Questions came up for her including whether employing this method without explicitly acknowledging the many related ones, in the work itself, would constitute an act of erasure. The focus of the work is primarily on the specific site of the Kunz grotto and Youden’s experience of chronically-ill embodiment and concomitant brain fog; with that in mind, Youden’s material and ritual-based decisions seem to resonate conceptually, even as questions remain about how best to go about cultural sharing and citation within one’s trans-cultural art-making. As she sees it, a white artist— especially one who is making work about religious practices and sacred places—cannot pretend to exist in a white vacuum, as if BIPOC practices and lives are not integral to histories of medicine, healing, and land. This conviction is continuous with her insistence on featuring objects that refer to the knowledge of many members of her community, and clearly begs another set of questions that reveals cultural borrowing to be the aporia that it is: does it make sense for a white artist, working with the work of another white artist in Switzerland, to incorporate traditions that are not indigenous to that land, and which likely wouldn’t give back to those whose traditions are being referenced? Is incorporation for inclusion’s sake productive to the artist’s aims? Might this conception of “erasure” be overly simplistic, and thus open up new terrain for trouble? Would it be better if practices indigenous solely to that region were used, without attention to the larger, transnational global world?

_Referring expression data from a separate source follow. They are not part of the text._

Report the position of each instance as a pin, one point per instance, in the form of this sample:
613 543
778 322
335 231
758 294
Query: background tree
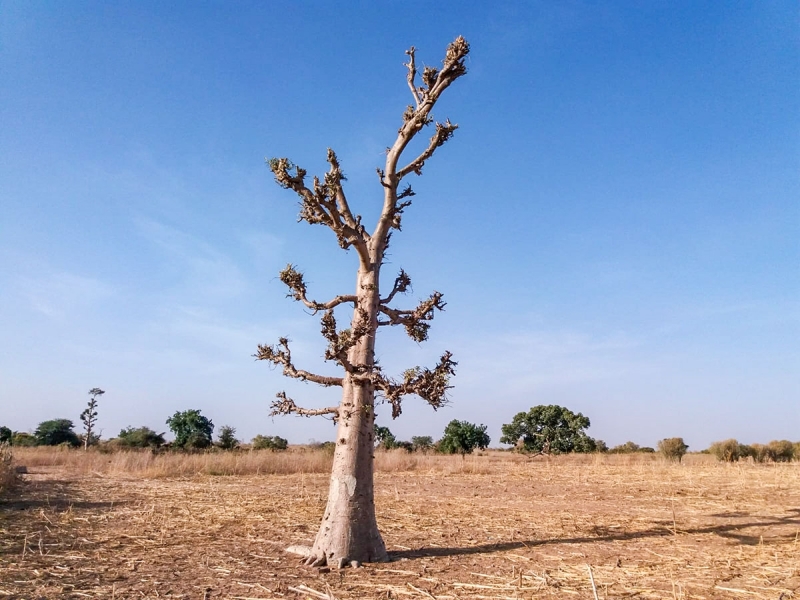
141 437
780 450
422 443
349 531
89 417
269 442
227 438
191 429
462 437
384 438
549 429
728 450
23 439
672 448
55 432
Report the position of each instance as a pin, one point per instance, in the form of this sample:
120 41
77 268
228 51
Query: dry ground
486 527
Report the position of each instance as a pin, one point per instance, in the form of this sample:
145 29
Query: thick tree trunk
349 530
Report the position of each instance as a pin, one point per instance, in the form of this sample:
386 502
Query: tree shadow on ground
728 530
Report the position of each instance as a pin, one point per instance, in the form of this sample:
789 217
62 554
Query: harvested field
485 527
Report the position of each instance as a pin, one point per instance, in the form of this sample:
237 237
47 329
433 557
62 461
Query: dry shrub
8 473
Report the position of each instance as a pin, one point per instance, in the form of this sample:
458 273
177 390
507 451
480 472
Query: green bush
141 437
227 438
268 442
55 433
192 430
549 429
780 450
728 450
23 440
461 437
384 438
422 443
672 448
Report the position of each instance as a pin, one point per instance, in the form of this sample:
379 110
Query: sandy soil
535 530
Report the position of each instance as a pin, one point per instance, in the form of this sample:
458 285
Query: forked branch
281 355
325 202
340 342
293 279
429 384
415 321
286 406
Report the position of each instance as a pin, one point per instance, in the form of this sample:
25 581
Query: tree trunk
349 530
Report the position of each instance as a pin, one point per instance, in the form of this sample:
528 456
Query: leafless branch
286 406
281 355
324 204
340 342
429 384
401 285
412 73
444 131
293 279
415 321
414 119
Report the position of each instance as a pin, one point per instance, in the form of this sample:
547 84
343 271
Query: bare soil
541 529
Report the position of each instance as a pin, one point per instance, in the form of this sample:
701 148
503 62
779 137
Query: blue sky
615 225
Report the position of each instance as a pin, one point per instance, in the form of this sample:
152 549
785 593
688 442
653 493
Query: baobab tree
349 532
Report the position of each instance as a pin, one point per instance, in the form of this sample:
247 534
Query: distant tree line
543 430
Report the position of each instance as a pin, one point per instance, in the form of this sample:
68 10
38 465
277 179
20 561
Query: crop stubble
480 528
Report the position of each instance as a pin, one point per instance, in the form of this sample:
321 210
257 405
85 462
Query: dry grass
298 459
494 526
8 474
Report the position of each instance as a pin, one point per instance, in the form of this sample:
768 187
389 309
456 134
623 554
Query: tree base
313 559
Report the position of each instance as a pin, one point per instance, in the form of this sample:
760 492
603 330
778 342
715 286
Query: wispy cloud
203 270
59 295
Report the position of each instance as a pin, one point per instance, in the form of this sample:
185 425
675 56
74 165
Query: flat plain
496 526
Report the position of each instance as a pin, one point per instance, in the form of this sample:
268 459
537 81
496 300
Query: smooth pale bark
349 530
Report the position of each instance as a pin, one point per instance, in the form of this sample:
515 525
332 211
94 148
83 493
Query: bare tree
349 532
89 416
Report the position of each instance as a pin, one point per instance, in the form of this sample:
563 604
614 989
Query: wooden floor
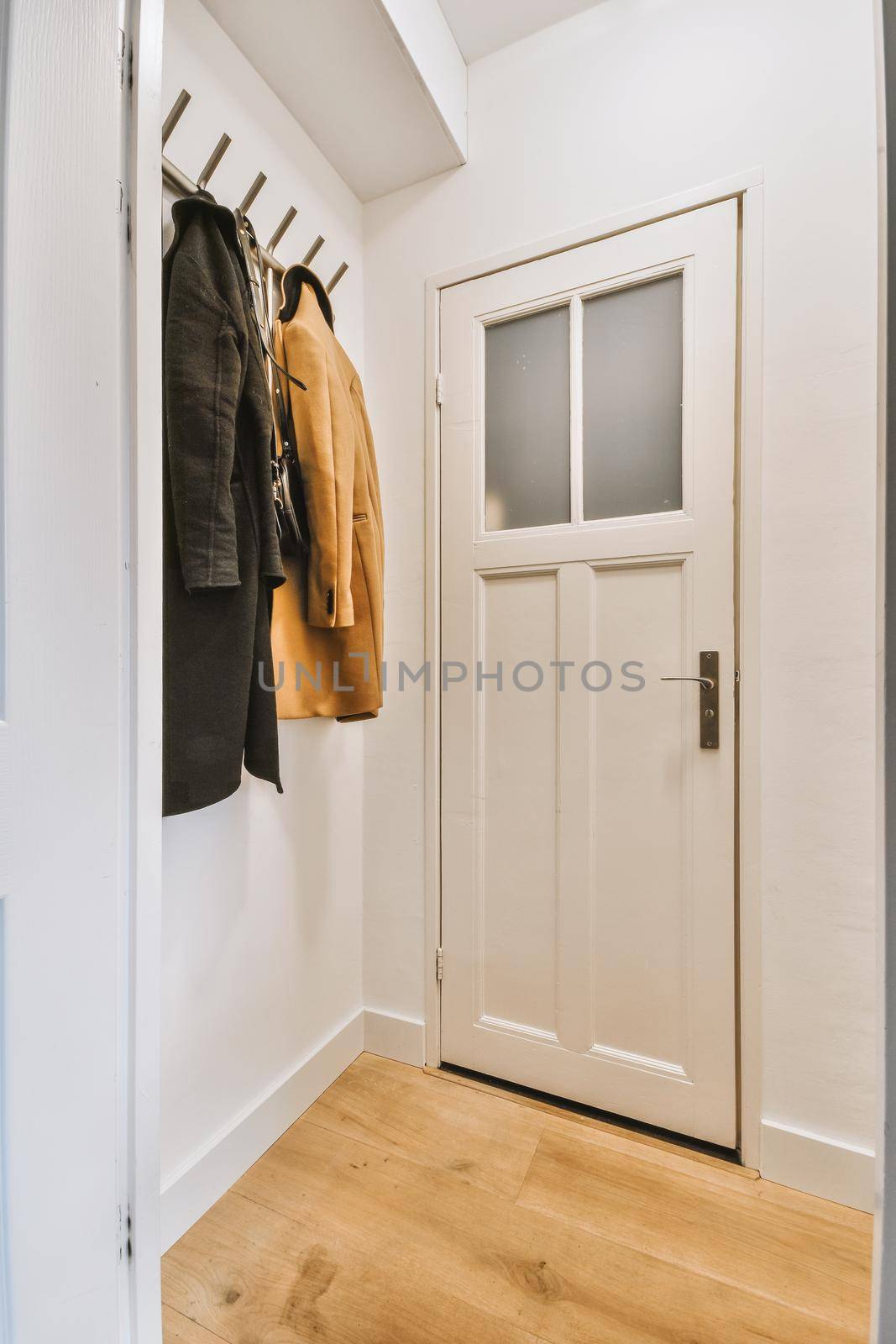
407 1207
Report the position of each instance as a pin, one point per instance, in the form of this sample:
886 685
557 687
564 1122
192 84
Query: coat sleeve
203 365
327 460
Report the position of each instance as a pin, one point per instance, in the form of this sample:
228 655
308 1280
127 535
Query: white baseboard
210 1173
841 1173
396 1038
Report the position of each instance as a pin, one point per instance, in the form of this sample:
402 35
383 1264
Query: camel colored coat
327 628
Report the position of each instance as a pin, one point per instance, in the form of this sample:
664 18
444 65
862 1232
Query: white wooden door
587 553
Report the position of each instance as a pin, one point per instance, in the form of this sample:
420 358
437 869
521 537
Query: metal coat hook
174 116
338 277
217 155
253 192
181 183
313 250
281 228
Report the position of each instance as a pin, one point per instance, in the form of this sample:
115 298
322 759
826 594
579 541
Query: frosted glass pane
527 421
631 400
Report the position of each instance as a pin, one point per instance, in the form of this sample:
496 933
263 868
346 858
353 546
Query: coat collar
186 207
295 280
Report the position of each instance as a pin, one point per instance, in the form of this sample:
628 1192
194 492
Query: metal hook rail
184 186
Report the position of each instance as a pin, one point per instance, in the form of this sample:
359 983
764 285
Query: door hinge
125 1243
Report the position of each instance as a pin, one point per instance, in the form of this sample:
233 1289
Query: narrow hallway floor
406 1207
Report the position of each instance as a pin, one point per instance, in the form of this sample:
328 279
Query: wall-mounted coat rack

Youden tests out questions around sharing in present- day communities, asking what is possible for healing and how we might work ethically around topics as semantically contentious as healing and witchcraft. She asks how we can be in collaboration and solidarity with each other across a range of difference, taking care of ourselves and others in ways that are responsible, reciprocal, and not selfish. The placing of objects and substances on display on the altars is a conceptual attempt at transparency and citation that, due to her structural desire for anti-hierarchism, risks having a decontextualizing and disempowering effect. It’s notable that even one who is aware of potential pitfalls and earnestly attempts to remedy them can come up short. Youden’s work marks one entry, then, toward a possible way forward, where artists who want to actively uphold values of anti-racism, anti-ableism, and anti-sexism might work on disentangling questions around “healing” in a transcultural way. There is much work left to be done.